One of the many reasons we love books is the opportunity they give to increase our empathy, compassion and knowledge through stories of lives far different than ours.
As a child, Terry Helwig moved from town to town with her parents and sisters from one oil field to another. Always hoping the latest move would be permanent, it was never long until her optimism ended and a new job beckoned. As a young girl, Terry and her sisters were left with grandparents and no explanation from their mother as to when she would return for them. Helwig became a mother to her younger sisters providing the comfort and consolation, so necessary as they grew.
She loved her mother but couldn’t understand why they had to live away from her or move so much when they were together. Determined to make the best of what life offered, she tried to accept their lifestyle as Normal. As Helwig matured, she questioned her mother’s decisions and learned what lengths she would go to procure the drugs she couldn’t seem to do without. What is it like never to put down roots? How did Terry come to both love and accept a parent who disappointed her time and time again? How did she go on to make the family she always dreamed of having?
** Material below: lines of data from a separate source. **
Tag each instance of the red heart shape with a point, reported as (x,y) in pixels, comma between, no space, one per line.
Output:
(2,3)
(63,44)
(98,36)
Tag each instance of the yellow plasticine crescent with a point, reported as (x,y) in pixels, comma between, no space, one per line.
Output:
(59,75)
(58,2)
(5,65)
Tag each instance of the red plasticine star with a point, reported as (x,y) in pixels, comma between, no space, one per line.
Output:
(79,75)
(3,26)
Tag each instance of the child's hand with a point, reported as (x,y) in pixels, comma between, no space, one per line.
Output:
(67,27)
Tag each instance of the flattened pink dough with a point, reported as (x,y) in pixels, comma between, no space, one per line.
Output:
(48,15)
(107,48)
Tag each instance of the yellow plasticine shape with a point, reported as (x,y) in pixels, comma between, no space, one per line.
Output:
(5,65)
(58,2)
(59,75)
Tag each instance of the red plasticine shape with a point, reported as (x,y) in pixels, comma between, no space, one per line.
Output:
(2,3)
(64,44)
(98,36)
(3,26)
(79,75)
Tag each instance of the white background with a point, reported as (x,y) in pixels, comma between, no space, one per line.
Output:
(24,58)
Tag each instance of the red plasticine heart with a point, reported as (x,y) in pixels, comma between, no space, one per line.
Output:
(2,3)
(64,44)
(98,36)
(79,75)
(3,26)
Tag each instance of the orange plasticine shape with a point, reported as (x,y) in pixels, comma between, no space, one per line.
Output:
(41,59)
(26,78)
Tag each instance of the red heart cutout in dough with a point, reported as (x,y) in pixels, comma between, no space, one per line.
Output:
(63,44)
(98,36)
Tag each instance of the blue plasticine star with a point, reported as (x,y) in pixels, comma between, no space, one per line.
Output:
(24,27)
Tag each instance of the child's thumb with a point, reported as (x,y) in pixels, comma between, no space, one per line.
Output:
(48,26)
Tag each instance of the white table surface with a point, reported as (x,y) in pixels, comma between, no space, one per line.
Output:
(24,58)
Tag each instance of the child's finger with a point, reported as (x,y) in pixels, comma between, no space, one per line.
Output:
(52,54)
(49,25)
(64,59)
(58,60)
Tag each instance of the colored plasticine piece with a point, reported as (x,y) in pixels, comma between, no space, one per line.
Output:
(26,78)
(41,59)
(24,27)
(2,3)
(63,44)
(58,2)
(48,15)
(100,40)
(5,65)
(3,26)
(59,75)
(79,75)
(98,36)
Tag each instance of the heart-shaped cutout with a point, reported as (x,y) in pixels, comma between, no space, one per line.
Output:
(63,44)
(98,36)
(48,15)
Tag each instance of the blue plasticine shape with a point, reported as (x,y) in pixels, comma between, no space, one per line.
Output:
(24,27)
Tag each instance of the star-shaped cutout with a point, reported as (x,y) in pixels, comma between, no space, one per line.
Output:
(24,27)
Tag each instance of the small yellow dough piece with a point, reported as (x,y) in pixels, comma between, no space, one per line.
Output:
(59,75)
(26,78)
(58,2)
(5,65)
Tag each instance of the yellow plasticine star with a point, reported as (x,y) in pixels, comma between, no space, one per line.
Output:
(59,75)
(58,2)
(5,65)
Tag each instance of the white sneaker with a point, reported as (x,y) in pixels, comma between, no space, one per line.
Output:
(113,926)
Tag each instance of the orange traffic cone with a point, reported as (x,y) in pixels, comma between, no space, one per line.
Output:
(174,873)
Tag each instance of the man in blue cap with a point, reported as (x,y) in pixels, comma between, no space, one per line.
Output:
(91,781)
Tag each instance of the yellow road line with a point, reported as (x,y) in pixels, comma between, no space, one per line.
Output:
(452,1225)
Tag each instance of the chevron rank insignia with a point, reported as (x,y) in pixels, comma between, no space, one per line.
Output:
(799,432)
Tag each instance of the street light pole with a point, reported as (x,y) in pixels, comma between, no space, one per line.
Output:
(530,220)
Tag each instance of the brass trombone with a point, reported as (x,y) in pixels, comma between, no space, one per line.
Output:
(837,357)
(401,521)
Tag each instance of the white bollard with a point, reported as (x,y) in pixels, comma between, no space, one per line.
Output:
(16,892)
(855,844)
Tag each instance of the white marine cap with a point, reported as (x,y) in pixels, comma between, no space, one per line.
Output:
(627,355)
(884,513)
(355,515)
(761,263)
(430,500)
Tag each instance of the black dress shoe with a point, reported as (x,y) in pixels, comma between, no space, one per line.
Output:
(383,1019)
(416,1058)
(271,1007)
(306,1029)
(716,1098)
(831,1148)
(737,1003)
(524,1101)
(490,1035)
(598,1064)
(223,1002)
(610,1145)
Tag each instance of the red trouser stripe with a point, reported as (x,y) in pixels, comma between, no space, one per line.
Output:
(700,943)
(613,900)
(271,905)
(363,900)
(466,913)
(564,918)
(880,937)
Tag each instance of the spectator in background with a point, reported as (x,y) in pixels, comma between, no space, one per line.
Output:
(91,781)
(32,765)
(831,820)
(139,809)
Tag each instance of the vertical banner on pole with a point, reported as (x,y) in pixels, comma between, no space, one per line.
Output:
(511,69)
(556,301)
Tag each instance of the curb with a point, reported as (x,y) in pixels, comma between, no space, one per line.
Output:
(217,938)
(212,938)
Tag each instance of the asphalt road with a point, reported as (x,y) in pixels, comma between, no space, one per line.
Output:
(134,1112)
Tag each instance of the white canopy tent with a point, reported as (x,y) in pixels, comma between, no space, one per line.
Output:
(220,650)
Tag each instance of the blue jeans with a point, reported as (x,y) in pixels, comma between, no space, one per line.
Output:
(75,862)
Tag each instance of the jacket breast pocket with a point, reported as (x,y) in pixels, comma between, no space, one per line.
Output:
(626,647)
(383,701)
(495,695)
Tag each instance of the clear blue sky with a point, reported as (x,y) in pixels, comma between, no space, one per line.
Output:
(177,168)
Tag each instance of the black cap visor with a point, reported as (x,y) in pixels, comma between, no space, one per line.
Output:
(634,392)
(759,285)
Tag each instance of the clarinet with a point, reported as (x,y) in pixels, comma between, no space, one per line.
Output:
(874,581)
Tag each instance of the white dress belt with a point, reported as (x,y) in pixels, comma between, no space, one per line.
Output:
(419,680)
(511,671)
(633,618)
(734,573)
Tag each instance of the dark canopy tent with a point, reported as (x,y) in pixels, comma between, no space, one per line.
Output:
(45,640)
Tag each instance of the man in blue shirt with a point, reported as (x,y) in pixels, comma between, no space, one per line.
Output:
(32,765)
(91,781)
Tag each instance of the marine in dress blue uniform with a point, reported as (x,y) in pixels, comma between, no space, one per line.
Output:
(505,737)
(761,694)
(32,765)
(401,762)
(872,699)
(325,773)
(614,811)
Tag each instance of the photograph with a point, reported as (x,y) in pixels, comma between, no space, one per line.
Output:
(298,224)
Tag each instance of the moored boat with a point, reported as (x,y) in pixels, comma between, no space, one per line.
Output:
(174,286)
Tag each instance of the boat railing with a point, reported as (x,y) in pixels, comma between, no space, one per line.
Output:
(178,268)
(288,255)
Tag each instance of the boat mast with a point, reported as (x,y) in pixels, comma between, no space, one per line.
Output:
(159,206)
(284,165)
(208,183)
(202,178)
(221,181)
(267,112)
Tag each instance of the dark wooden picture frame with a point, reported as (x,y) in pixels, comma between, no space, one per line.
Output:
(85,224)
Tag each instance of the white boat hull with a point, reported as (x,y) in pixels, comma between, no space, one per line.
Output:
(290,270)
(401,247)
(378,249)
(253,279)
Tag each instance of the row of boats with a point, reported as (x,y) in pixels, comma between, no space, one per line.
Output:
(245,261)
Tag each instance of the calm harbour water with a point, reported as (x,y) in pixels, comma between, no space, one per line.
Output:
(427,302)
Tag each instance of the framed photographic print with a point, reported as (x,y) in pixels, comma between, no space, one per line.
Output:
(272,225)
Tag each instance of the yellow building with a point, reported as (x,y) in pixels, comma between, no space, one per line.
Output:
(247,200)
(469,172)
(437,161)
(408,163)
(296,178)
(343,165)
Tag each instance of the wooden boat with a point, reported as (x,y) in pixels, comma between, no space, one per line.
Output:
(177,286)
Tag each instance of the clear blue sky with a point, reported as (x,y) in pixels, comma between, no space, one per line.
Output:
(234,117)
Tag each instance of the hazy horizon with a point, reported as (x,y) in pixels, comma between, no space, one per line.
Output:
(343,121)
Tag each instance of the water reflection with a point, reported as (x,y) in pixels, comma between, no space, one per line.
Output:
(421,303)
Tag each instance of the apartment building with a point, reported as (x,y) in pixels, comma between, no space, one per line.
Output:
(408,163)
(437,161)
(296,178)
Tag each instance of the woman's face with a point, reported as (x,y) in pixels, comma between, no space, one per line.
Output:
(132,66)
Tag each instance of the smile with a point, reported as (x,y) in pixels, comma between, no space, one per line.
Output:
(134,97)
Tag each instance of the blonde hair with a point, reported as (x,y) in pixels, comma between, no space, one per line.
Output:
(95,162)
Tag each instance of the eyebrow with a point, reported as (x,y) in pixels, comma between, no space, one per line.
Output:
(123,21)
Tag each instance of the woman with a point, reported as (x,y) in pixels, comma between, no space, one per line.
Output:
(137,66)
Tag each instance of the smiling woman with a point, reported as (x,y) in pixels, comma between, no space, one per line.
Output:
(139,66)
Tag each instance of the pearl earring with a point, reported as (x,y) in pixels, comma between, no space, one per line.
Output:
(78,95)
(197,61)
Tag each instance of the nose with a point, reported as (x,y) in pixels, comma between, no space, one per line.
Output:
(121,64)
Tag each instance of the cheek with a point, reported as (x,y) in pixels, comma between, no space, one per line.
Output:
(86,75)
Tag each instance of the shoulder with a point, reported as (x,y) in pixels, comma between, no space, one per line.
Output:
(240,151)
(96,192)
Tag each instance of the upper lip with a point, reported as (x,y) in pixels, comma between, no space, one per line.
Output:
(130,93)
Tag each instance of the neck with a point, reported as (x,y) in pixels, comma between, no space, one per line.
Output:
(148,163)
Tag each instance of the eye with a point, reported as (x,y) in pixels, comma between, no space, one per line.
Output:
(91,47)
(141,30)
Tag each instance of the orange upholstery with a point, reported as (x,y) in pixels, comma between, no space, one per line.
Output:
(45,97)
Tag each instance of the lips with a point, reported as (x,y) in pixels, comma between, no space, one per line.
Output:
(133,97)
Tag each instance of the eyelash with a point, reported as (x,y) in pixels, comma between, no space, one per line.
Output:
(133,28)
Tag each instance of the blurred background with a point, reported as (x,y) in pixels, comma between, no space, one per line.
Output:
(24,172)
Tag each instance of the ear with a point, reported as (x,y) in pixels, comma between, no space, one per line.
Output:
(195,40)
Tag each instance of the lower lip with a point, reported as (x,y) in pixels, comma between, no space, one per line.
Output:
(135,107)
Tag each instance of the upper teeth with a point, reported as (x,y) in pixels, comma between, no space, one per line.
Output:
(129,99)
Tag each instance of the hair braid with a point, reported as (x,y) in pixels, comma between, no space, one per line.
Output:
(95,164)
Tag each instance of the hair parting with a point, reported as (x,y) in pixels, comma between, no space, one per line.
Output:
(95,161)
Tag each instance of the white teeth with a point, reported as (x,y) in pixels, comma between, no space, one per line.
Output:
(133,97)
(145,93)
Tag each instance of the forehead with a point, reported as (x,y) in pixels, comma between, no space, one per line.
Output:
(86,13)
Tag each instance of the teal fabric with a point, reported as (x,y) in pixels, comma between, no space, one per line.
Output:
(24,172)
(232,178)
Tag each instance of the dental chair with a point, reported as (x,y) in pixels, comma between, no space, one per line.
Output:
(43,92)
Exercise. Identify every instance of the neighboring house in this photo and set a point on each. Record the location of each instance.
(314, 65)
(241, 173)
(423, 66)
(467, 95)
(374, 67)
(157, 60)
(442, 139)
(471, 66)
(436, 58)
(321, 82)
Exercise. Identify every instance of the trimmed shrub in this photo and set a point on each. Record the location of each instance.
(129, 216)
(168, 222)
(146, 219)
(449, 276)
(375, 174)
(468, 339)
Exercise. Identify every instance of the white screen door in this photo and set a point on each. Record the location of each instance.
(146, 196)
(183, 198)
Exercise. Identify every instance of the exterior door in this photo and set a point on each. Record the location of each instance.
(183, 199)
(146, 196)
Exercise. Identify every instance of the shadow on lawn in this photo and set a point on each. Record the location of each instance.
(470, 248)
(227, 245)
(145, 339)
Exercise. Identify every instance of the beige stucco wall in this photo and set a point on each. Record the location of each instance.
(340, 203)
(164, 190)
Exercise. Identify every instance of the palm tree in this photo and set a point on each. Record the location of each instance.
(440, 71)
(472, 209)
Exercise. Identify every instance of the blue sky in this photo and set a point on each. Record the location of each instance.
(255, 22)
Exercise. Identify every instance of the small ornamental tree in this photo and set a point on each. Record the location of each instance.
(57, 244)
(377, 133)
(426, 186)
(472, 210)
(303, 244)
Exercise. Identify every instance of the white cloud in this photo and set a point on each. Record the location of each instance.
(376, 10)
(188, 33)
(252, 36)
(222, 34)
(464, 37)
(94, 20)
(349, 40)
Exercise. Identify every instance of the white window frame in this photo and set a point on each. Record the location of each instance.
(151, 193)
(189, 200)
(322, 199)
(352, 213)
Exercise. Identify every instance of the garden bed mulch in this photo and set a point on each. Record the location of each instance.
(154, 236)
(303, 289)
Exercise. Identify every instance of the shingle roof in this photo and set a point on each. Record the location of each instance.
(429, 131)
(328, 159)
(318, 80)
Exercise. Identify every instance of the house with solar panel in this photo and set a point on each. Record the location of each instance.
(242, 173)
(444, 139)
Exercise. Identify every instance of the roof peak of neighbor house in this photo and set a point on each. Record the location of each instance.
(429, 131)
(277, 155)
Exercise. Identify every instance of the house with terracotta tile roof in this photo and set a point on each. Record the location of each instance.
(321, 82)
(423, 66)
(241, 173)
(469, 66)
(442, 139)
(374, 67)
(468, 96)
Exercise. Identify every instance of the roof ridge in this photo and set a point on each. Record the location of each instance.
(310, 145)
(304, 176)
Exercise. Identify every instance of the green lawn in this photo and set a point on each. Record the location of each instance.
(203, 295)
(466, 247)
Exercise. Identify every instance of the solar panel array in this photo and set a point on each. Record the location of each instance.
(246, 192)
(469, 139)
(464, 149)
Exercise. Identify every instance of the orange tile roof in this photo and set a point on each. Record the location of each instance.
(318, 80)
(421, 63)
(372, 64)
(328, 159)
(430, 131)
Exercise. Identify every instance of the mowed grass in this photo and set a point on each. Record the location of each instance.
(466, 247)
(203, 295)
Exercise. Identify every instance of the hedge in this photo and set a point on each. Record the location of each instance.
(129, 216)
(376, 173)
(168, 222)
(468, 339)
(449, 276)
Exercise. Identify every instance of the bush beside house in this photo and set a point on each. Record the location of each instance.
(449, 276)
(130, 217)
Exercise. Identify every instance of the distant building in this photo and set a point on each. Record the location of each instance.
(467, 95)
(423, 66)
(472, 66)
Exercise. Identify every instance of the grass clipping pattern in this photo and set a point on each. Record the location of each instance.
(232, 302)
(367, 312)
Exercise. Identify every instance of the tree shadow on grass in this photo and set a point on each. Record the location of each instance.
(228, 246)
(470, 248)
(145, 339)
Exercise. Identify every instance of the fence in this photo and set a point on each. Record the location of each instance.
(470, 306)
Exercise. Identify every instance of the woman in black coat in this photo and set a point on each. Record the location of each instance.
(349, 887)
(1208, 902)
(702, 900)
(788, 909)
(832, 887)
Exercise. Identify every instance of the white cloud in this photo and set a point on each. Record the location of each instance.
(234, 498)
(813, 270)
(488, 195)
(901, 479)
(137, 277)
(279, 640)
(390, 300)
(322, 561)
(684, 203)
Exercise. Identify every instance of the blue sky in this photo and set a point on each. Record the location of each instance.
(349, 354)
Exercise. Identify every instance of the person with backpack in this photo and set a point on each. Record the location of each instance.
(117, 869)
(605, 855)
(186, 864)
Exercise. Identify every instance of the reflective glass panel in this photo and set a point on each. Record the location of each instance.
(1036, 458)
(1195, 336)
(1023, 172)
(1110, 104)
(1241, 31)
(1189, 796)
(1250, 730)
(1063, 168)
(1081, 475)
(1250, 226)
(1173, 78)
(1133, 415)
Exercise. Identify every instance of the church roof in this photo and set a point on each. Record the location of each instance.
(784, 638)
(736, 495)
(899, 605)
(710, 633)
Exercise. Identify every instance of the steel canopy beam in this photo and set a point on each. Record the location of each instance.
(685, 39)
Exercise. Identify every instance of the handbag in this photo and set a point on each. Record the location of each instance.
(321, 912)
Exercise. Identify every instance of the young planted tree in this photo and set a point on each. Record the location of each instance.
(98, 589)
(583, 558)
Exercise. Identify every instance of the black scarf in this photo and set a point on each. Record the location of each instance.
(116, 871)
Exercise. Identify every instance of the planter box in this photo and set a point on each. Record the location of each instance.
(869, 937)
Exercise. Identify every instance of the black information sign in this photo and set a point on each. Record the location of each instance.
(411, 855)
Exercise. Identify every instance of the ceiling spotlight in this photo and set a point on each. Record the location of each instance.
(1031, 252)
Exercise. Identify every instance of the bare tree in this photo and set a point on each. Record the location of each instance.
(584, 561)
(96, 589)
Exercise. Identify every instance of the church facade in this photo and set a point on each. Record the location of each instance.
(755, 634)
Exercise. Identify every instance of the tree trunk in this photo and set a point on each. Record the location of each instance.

A friend of novelist Sue Monk Kidd for many years, she credits her with helping her come to know she had a story all should read. Terry listened to Sue, and we have the beautiful heartbreaking memoir to read as the result.
If you love books about real people or want to spend time with a woman who has a fantastic story to tell, don’t miss our next show with the author of the fine work Moonlight On Linoleum available from bookshare and public libraries. Like many in adverse circumstances choose to, she has risen in triumph over difficult circumstances most never know. Join us as we speak with this magnificent lady on the next Books And Beyond.
Below you will find information about her and details about how you can attend this unforgettable show.
Terry Helwig began life in 1949 on a farm near Glenwood, Iowa. Her mother, only fifteen at the time, struggled with the rigors of motherhood, farm life, and marriage. Terry’s mother divorced when Terry was two and moved Terry and her younger sister to Colorado. Despite half a dozen daughters and almost as many marriages, Terry’s troubled mother never found contentment.
Terry’s stepfather, a loving and hard-working wildcatter, moved Terry and her sisters to numerous oil towns across the Southwest. By age eleven, Terry had moved ten times and penciled a fifteen-page novel The Lost City of Enchantment, igniting her life-long desire to become a writer.
In her twenties, Terry married her husband Jim of 42 years, lost her mother, and pursued writing as an assistant editor at a public radio and television station in New York State’s Capital Region. She later graduated Summa Cum Laude from Regis University in Denver, Colorado with a B.A. in Communications.
Ever the student, and compelled by her family dynamics to explore the realm of human motivation and consciousness, Terry studied transpersonal psychology at Naropa University in Boulder, Colorado and later graduated with an MA in Counseling from the College of New Jersey.
While being room mom, team mom and sewing costumes for numerous recitals and plays for her daughter Mandy, Terry wrote, lectured and led workshops for women on personal growth and development. Terry’s writing has appeared in Spirituality and Health, Daily Guideposts and other publications.
Responding to 9/11, Terry created The Thread Project: One World, One Cloth, www.threadproject.com, a textile exhibition encouraging tolerance and compassionate community. As a result of moving so often in childhood, Terry believed people were really more alike than different. To foster community, she invited people worldwide, via the web, to send her a single thread, representing hope—however slim their thread of hope might be. She coined a motto of sorts: Some people say our world is hanging by a thread. I say—a thread is all we need.
Over the next five years, more than forty weavers, in fourteen countries, set up looms in their respective communities to weave tens of thousands of collected threads into tapestries that hung in the United Nations and St. Paul’s Chapel. Now, ten years later, Terry hopes to gift this fabric of humanity to an organization promoting peace. Terry also co-wrote a play about the project called The Thread Narratives, which debuted in Charleston, South Carolina.
The Thread Project exhibited near Ground Zero at St. Paul’s Chapel
For the five-year anniversary of 9/11in New York City
Terry now devotes herself fulltime to writing. Her coming-of-age memoir Moonlight on Linoleum is a luminous story about a first-born daughter taking her younger sisters under-wing and forging a lasting bond of sisterhood. The memoir portrays a turbulent family clinging to the thinnest threads of fortitude and determination, revealing not only the depths to which we can fall but also the heights to which we can rise.
Currently, Terry and her husband Jim divide their time between the coasts of Florida and South Carolina. Their daughter Mandy is an attorney in Washington, DC.
Unflinching in its portrayal, yet told with humor and compassion, Terry Helwig’s compelling memoir Moonlight on Linoleum explores a family’s inner and outer landscape of hope, despair and redemption. Growing up the oldest of six girls in the big-sky country of the American Southwest, Helwig describes her struggle to love and understand her troubled mother. Often left to care for the household and her younger sisters, Helwig forges an unbreakable bond with her sisters as the family moves from one oil town to another. Helwig’s coming-of-age memoir will make you laugh, cry and hunger for more.